As part of the CANARIE-funded project, “DuraCloud: Linking Data Repositories to Preservation Storage”, staff at Scholars Portal, the University of Toronto Libraries, and the Council of Prairie and Pacific Research Libraries (COPPUL) have removed DuraCloud’s dependencies on Amazon Web Services. This means Canadian researchers can now take advantage of a robust cloud storage service run entirely on infrastructure owned by Canadian research institutions, including Scholars Portal and COPPUL. The project team replaced back-end processing on Amazon with open source solutions hosted at Scholars Portal, and replaced Amazon S3 storage with the OLRC. This allows Scholars Portal to leverage existing secure, robust, Canadian-hosted, cost-effective, and preservation-friendly storage services.
Integrating DuraCloud into the OLRC will broaden the potential applications for Scholars Portal’s cloud services. The user-friendly interface will make it easier for OCUL institutions to securely share data, automatically backup network drives, store and serve large files from digitisation projects, and integrate other cloud-based applications into the OLRC’s back-end.

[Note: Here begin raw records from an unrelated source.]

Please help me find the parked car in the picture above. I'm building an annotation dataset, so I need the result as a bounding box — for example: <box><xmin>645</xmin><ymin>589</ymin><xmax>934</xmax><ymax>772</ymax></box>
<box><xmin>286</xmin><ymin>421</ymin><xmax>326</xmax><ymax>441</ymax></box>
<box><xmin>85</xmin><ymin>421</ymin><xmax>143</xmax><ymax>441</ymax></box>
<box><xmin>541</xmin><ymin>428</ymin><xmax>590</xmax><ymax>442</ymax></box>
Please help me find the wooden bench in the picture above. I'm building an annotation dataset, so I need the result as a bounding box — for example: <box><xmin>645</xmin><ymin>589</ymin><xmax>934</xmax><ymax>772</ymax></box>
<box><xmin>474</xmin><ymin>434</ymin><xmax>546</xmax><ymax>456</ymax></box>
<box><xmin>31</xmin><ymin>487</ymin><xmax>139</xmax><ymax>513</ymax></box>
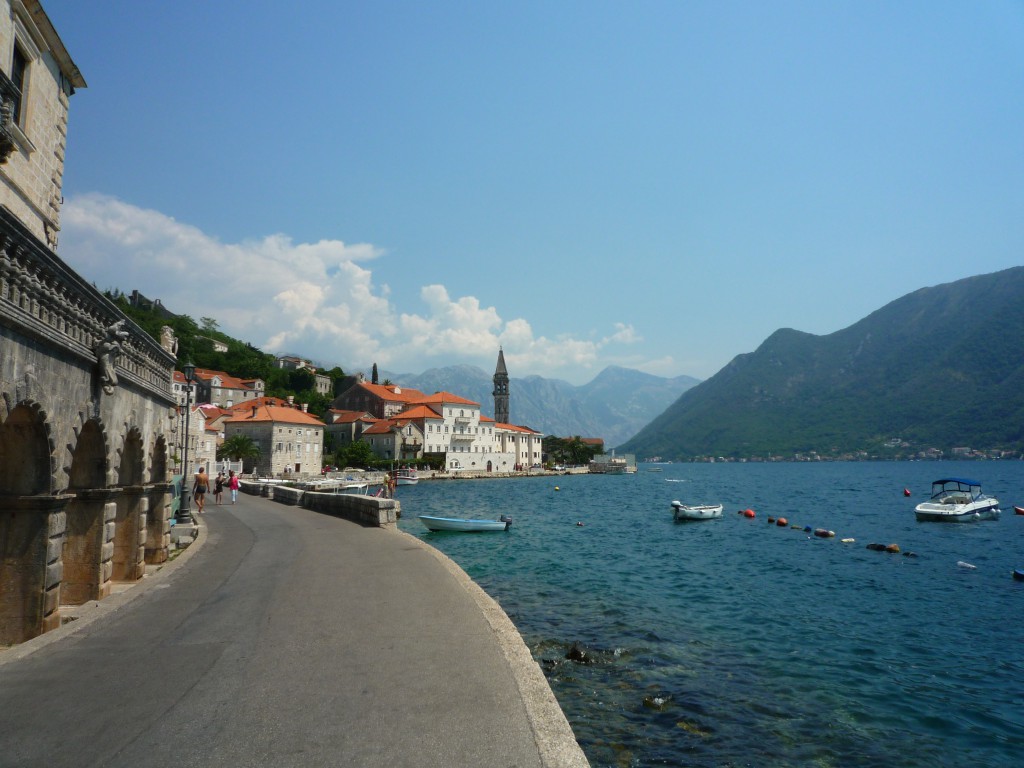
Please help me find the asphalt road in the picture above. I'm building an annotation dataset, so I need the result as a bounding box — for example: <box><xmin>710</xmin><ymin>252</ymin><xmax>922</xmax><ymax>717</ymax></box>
<box><xmin>0</xmin><ymin>496</ymin><xmax>587</xmax><ymax>768</ymax></box>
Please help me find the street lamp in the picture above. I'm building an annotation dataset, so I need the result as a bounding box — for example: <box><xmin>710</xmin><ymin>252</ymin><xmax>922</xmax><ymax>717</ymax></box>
<box><xmin>178</xmin><ymin>361</ymin><xmax>196</xmax><ymax>523</ymax></box>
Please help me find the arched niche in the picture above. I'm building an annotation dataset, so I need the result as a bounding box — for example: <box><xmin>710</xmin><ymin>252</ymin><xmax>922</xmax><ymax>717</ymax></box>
<box><xmin>150</xmin><ymin>435</ymin><xmax>167</xmax><ymax>482</ymax></box>
<box><xmin>68</xmin><ymin>419</ymin><xmax>106</xmax><ymax>490</ymax></box>
<box><xmin>118</xmin><ymin>427</ymin><xmax>145</xmax><ymax>486</ymax></box>
<box><xmin>0</xmin><ymin>402</ymin><xmax>53</xmax><ymax>496</ymax></box>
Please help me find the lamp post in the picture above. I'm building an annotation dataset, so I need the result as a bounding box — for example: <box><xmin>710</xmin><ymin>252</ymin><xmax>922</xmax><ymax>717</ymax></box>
<box><xmin>178</xmin><ymin>361</ymin><xmax>196</xmax><ymax>523</ymax></box>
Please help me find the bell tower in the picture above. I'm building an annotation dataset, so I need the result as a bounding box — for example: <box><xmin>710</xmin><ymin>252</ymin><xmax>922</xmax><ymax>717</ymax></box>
<box><xmin>492</xmin><ymin>347</ymin><xmax>511</xmax><ymax>424</ymax></box>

To learn more about the OLRC, please visit https://cloud.scholarsportal.info
Project Team Members:
PI: Steve Marks
Project Manager: Amaz Taufique
Co-PIs: Kate Davis, Corey Davis
For questions about the OLRC, please contact cloud [at] scholarsportal.info
Supporting libraries supporting researchers
The funding provided by CANARIE has enabled Scholars Portal to expand Dataverse and OLRC services, strengthening their capacity to support data management, storage, and preservation within the Canadian context. This improved infrastructure will allow university libraries to enhance the robust services they offer to support the data management needs of their research communities. Scholars Portal looks forward to continuing its work with partners in Ontario and across Canada to contribute to a national research infrastructure.
About Scholars Portal
Scholars Portal is a service of the Ontario Council of University Libraries, hosted through the University of Toronto Libraries. The Scholars Portal technological infrastructure preserves and provides access to information resources collected and shared by Ontario’s 21 university libraries. Through Scholars Portal online services, Ontario’s university students, faculty and researchers have access to an extensive and varied collection of scholarly content and datasets. Scholars Portal continues to respond to the research needs of Ontario universities through the creation of innovative information services and by working to ensure access to and preservation of this wealth of information.